1 | 維新派『王國』 |
2 | 『ミハイル・バシリニコフ&板東玉三郎』 |
3 | 少年王者舘『マッチ一本ノ話』 |
4 | 転球劇場『穴』 |
5 | 『身毒丸』 |
総評
今年に入ってからアングラ系小劇場演劇だけでなく、商業演劇とかダンスとかも見始めた私です。正直言って今まで抵抗あった世界だったんだけど、やっぱ見てみると面白いモノはあるんだよなー、当然だけど。まあそんなわけで、例年とはちょっと色の違う芝居が私の心のベストに入り込んできた、98年の下半期でした。
で、今年の1位はやっぱり維新派。もうよっぽどの失敗作を持ってこない限り、私のベストに居座り続けるっしょ、こりゃ。会場前の屋台村なんかも含め、南港全体を別世界へと変貌させてしまう。こんなことできるの日本中で維新派しかいてません! 今回は何と言っても、役者たちが丸太の上でパフォーマンスするオープニングが最高でした。

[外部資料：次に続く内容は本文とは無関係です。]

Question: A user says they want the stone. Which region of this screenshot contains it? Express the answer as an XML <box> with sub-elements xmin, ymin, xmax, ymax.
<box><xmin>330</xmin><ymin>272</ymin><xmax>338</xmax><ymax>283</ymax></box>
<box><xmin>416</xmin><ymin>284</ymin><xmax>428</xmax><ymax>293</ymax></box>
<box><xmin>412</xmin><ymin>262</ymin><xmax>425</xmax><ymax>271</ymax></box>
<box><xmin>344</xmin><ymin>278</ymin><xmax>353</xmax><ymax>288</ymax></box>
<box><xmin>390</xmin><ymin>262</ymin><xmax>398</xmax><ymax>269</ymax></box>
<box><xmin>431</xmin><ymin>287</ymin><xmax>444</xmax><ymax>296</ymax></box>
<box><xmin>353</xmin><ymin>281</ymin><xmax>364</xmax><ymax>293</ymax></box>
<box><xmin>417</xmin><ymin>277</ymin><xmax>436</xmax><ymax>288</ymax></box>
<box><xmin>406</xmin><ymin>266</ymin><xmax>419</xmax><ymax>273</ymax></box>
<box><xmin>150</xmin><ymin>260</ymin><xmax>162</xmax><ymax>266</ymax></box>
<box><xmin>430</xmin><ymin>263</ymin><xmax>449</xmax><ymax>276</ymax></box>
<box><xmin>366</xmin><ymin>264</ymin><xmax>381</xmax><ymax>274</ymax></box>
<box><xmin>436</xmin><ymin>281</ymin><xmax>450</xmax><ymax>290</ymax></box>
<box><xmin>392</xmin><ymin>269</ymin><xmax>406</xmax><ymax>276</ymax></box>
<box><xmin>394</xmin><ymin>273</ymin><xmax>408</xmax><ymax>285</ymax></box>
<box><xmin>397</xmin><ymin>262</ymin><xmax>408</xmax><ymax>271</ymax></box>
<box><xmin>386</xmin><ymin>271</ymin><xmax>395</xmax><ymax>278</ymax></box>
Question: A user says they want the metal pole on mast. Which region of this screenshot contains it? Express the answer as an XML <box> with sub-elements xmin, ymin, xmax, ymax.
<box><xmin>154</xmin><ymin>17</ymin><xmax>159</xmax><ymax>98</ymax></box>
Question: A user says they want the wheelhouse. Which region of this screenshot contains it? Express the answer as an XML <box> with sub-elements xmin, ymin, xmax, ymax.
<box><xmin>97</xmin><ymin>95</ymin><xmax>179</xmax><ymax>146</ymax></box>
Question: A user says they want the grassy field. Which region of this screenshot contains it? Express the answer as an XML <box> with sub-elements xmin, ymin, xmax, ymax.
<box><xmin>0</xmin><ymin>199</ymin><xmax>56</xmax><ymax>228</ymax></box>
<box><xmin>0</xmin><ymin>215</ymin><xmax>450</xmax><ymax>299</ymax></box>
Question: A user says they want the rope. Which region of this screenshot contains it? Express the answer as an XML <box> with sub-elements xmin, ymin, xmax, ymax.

2位の『ミハイル&板東』は、世界屈指のダンサーである2人の絡みを見れたという点で、むっちゃ幸運だった。バシリニコフの重力を感じさせない跳躍、玉サマの水の流れよりも更に滑らかな指と腕の動き(ある人が『パンをちぎる動作さえ美しい!』とのたまってた)、どちらも人間とは思えなくて、文字通り瞬きもせずに見入ってしまいました。
私の上半期1位だった少年王者舘の『マッチ』は今回3位。『それいゆ』ほどの衝撃はなかったからね(なのに名古屋でも2回観た私は何者?!)。実は下半期の本当のベスト1演劇は、少年王者舘プロデュース『OSHIMAI〜くだんの件』だと思うけど、関西の上演はなかったからあえなく除外。でも今年の夏に京都・大阪でやるんだと。見て見て!
4位の転球劇場は、今私が一番注目してる劇団です。日常からほとんど脱却しないワンシチュエーションのお笑い…というスタイルを、今回で見事定着させた感じ。ヘタすりゃ退屈に終わりそうな設定を、強烈なキャラ立てで見せていく技量は並大抵のもんじゃありません。お笑い系の劇団の失速が目立つ中、彼らの台頭は明るい話題でした。
で、5位の『身毒丸』ですが、大学時代から好きだった寺山修司の世界が見れたっつーだけでも感激モン! まあ蜷川演出は寺山に比べ、やや洗練され過ぎて情念に欠けるとのことですが、美しさすら感じるぐらい妖しき世界には充分圧倒されたっす。テラヤマ版のビデオ買おうっと。
1 | 佐野史郎 |
2 | 藤原竜也 |
3 | 水谷ノブ(少年王者舘) |
4 | 福田転球(転球劇場) |
5 | 大庭新二(ランニングシアターダッシュ) |
上半期も書いたけど、どうも最近芝居以上に印象に残る役者って思い当たらない。上位2人はいわゆるマスの人ですが、これは芝居がすごいから印象的なのか、有名だから印象的なのか、どうにもわかんなかったりします。あ、上で褒めちぎった板東玉サマは、ダンスはよかったけど『夕鶴』での演技は寝てしまったから除外。
でもまあ、1位の佐野史郎。『マラカス』のオープニングで窓から顔をヌウッと出すそのシーンでは、妙な不気味さに退いてしまいました。元状況劇場なだけに、やっぱ唐作品でこそあの存在感は光ってましたね。
2位の藤原君はまず、若干16才で「しんとく丸」という複雑なキャラを見事演
じきったことにまず驚き、それまで舞台に立った経験が一度もなかったという話を聞いてもう1回驚いた。たった1年かそこらで、あの白石加代子とタメ張れる演技力をつけちゃうだなんて、美少年なだけでなくとんでもねー天才じゃないか。エラい子が出てきたもんだ。
水谷ノブさんは、天野戯曲の中での笑いの部分と静かな部分でのギャップがた
まらんのよねー。鋭くもキチガイじみた動きで激しく笑いを取るかと思えば、一
転ガラスのように透明感あふれる、静かなたたずまいも見せる。なんというか、
見飽きない役者さんですね。
福田転球さんと大庭新二さんに関しては、横山やすし張りのガラ悪いベタベタな大阪弁が、非常に似合うという共通点がある。乱暴な言葉遣いをしてもどこか憎めない、ってキャラに弱いんスよ私は。どっちも男気のある2枚目だし、劇団も含めて将来に注目、てとこですかね。